Seine Entlassung erntete viel Kritik. Die Europäisch-Ukrainische Energieagentur schrieb etwa auf Facebook, dass die Absetzung Kudritskis das Betriebssystem der Ukraine instabiler machen und ausländischen Investitionen schaden würde. Gesetzgeber und Analysten interpretierten gemäss der Zeitung «Financial Times» die Entlassung als einen Versuch der Zentralisierung der Macht durch die Kiewer Präsidialverwaltung.
Neuernennungen in den kommenden Tagen
Selenski hat seit Kriegsbeginn seine Regierung wiederholt umstrukturiert. Vergangenen September entliess er den damaligen Verteidigungsminister Olexi Resnikow nach einer Reihe von Korruptionsskandalen. Die Neuwahl seiner eigenen Position liess Selenski verschieben: Die Präsidentschaftswahl war ursprünglich für den 31. März dieses Jahres terminiert. Wegen des geltenden Kriegsrechts wurde der Termin abgesagt.

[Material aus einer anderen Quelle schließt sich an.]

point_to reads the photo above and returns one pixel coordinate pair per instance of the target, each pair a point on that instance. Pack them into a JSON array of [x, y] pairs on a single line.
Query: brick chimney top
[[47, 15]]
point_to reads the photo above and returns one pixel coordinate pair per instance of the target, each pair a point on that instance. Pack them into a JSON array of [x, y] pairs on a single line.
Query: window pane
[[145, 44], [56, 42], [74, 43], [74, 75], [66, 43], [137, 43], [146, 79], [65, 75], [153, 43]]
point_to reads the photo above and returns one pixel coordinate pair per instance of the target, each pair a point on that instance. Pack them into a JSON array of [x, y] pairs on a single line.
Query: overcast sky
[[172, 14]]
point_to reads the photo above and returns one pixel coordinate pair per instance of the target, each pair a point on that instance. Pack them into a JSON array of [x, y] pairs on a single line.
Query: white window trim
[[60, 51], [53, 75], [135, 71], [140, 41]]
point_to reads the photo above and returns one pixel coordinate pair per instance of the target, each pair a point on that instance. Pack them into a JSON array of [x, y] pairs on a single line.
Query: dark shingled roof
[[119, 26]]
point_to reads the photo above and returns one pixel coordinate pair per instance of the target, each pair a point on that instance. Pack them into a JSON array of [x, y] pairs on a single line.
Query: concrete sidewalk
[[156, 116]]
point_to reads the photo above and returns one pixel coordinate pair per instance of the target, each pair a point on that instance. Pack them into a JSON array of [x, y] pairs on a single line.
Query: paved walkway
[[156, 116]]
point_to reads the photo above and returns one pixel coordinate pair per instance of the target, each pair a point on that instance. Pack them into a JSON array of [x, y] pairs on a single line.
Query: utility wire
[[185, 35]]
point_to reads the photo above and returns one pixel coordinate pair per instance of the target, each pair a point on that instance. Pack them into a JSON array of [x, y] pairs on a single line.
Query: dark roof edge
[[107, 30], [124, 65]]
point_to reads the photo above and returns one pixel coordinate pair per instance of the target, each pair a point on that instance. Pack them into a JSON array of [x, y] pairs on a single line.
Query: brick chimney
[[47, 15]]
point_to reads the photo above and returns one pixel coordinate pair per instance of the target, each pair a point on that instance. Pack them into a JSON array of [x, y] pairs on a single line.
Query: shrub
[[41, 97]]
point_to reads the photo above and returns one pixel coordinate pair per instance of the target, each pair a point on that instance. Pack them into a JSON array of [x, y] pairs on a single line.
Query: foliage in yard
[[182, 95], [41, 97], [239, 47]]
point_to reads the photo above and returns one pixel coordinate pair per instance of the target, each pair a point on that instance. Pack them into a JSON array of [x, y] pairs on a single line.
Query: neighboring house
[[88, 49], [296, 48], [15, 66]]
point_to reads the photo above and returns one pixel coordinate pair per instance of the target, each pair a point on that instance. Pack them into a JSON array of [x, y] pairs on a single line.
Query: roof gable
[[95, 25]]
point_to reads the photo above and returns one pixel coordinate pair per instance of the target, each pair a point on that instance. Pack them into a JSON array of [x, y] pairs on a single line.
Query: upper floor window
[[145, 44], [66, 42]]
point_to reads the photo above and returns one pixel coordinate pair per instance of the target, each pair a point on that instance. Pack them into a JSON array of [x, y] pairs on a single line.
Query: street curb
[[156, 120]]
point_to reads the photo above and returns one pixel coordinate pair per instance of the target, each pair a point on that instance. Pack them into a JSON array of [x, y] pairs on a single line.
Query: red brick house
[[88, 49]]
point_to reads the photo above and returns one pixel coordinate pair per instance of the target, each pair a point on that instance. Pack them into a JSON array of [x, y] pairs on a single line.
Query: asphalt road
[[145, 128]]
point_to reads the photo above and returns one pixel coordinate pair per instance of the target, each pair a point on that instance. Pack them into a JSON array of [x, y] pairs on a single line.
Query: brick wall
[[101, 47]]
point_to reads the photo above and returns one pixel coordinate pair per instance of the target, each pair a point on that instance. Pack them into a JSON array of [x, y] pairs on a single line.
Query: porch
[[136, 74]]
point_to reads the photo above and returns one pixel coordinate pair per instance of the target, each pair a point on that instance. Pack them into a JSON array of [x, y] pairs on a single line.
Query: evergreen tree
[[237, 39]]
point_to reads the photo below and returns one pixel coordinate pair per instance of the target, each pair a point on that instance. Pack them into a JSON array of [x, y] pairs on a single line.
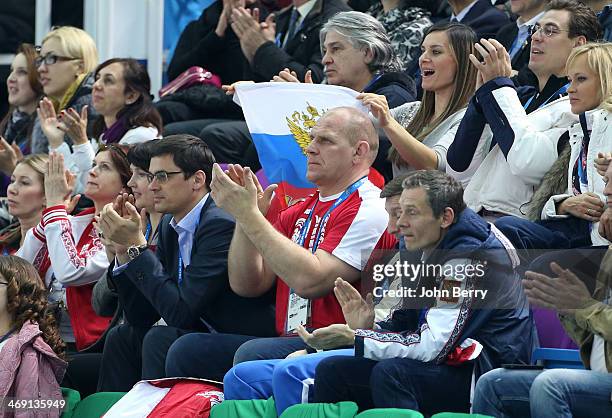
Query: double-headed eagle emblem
[[300, 124]]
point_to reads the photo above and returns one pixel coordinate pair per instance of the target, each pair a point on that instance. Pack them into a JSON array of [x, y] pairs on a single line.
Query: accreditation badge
[[298, 310]]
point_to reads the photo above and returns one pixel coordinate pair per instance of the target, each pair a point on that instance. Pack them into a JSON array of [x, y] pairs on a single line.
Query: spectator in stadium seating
[[289, 39], [185, 281], [70, 258], [65, 65], [421, 132], [30, 346], [357, 54], [405, 22], [285, 378], [571, 219], [24, 92], [291, 255], [588, 320], [521, 128], [26, 201], [446, 340], [208, 42], [125, 115], [480, 15], [67, 252], [516, 37], [604, 10]]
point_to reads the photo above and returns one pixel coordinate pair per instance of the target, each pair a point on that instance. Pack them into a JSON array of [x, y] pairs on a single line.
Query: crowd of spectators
[[139, 243]]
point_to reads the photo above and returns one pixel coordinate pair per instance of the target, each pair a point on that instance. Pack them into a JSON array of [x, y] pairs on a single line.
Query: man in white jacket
[[524, 133]]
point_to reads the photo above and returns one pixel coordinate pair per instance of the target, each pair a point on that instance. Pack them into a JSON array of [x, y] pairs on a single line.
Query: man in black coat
[[480, 15], [185, 282], [357, 55]]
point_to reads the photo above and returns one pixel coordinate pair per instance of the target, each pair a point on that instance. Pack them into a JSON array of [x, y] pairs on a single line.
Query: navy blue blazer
[[485, 19], [148, 288]]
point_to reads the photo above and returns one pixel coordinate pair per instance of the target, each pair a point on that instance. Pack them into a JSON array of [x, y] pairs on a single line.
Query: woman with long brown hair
[[31, 349]]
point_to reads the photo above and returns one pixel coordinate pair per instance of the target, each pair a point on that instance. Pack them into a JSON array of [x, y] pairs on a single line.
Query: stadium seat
[[389, 413], [72, 398], [321, 410], [96, 405], [557, 358], [256, 408]]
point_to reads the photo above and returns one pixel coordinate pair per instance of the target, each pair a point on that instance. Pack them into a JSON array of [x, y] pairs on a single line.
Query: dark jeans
[[83, 372], [210, 356], [133, 353], [394, 383]]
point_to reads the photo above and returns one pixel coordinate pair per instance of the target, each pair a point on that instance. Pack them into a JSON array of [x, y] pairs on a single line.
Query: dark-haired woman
[[121, 97], [31, 349], [421, 132], [67, 249]]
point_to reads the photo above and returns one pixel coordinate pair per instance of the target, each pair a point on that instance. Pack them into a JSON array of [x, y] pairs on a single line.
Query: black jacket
[[302, 52], [199, 45], [485, 19], [203, 295]]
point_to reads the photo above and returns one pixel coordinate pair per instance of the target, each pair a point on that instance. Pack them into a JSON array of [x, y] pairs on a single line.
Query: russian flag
[[279, 117]]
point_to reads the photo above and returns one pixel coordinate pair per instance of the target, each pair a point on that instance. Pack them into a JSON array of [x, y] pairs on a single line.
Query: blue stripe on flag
[[282, 159]]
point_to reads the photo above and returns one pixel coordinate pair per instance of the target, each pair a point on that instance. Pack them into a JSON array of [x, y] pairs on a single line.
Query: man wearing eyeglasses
[[186, 281]]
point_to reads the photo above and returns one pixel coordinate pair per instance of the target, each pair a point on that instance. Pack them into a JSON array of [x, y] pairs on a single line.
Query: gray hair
[[442, 190], [364, 32]]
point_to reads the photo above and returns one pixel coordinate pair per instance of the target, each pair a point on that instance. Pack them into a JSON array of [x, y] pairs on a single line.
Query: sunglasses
[[51, 59]]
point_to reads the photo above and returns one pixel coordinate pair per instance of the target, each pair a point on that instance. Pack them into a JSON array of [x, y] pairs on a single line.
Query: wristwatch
[[134, 251]]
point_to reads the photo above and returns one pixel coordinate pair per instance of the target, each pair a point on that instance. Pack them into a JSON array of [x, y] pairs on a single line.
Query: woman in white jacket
[[67, 251], [571, 219], [121, 96]]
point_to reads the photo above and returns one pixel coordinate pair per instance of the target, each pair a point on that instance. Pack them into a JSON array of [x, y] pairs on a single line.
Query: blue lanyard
[[374, 80], [559, 92], [338, 202]]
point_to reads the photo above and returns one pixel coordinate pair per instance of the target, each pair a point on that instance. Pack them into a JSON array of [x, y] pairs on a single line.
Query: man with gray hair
[[357, 54]]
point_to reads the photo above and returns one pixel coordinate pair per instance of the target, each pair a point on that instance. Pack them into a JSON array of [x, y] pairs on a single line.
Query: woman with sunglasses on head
[[24, 92], [67, 250], [105, 299], [571, 219], [65, 64], [31, 349], [26, 201], [126, 115]]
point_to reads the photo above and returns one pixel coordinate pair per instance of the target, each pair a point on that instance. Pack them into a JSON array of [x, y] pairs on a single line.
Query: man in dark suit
[[292, 41], [480, 15], [185, 282], [516, 39]]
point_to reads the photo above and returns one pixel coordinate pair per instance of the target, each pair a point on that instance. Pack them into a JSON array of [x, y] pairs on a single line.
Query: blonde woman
[[421, 132], [25, 201], [66, 61]]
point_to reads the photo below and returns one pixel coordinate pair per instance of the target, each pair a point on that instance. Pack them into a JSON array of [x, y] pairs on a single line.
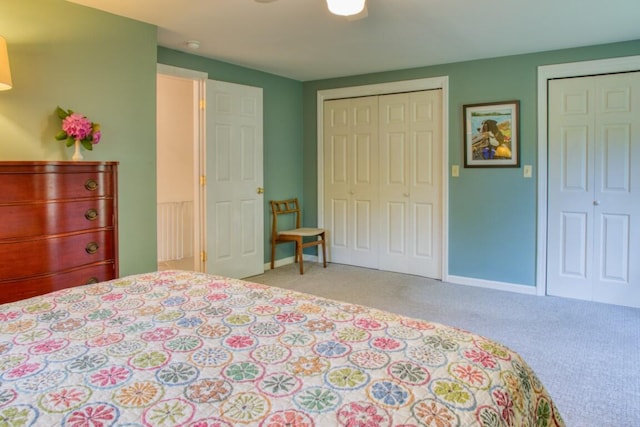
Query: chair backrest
[[284, 207]]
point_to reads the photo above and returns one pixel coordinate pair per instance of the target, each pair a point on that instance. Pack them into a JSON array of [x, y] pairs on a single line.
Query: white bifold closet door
[[593, 199], [382, 181]]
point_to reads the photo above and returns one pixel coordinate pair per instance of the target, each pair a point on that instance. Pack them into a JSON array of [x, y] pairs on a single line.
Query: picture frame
[[492, 135]]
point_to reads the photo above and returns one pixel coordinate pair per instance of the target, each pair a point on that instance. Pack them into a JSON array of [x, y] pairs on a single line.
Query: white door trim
[[383, 89], [545, 73]]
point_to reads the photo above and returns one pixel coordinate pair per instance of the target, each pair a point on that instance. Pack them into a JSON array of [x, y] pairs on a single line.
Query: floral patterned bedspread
[[188, 349]]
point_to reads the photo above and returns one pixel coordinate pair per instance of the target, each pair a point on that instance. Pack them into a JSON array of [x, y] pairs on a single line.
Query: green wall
[[99, 65], [104, 66], [282, 105], [492, 212]]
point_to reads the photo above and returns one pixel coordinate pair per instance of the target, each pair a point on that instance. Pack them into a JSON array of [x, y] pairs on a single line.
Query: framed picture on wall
[[491, 135]]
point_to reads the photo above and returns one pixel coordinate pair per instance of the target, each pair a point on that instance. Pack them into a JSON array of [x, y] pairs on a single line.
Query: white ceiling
[[301, 40]]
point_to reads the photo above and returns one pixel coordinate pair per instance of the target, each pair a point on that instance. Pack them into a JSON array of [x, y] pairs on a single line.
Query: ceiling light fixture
[[345, 7], [193, 44]]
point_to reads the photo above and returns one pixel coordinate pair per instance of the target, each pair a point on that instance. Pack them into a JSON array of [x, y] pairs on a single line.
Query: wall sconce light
[[345, 7], [5, 70]]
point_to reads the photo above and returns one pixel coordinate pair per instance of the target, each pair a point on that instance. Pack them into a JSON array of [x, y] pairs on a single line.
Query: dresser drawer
[[25, 187], [38, 256], [14, 290], [57, 217]]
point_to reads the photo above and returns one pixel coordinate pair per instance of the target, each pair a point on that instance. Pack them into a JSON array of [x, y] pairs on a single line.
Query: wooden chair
[[296, 235]]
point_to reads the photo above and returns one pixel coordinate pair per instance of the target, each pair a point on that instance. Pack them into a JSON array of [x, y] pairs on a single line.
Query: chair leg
[[273, 254], [324, 252], [299, 255]]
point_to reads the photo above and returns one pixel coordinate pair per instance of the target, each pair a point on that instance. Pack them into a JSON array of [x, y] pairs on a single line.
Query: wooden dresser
[[58, 226]]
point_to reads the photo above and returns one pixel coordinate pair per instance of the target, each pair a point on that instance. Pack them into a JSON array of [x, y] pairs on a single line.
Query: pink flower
[[77, 126], [96, 137]]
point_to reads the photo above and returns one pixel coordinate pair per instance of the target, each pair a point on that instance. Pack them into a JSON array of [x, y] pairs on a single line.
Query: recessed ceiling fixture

Mit dem Ausscheiden der Ministerinnen und Vorsitzenden werden nun zahlreiche kriegsrelevante Posten frei. Wer sie neu besetzen wird, soll in den kommenden Tagen bekannt gegeben werden. Während einigen Entlassenen neue Rollen zugesprochen werden, sollen andere laut Beobachtern ganz aus dem Parlament ausscheiden.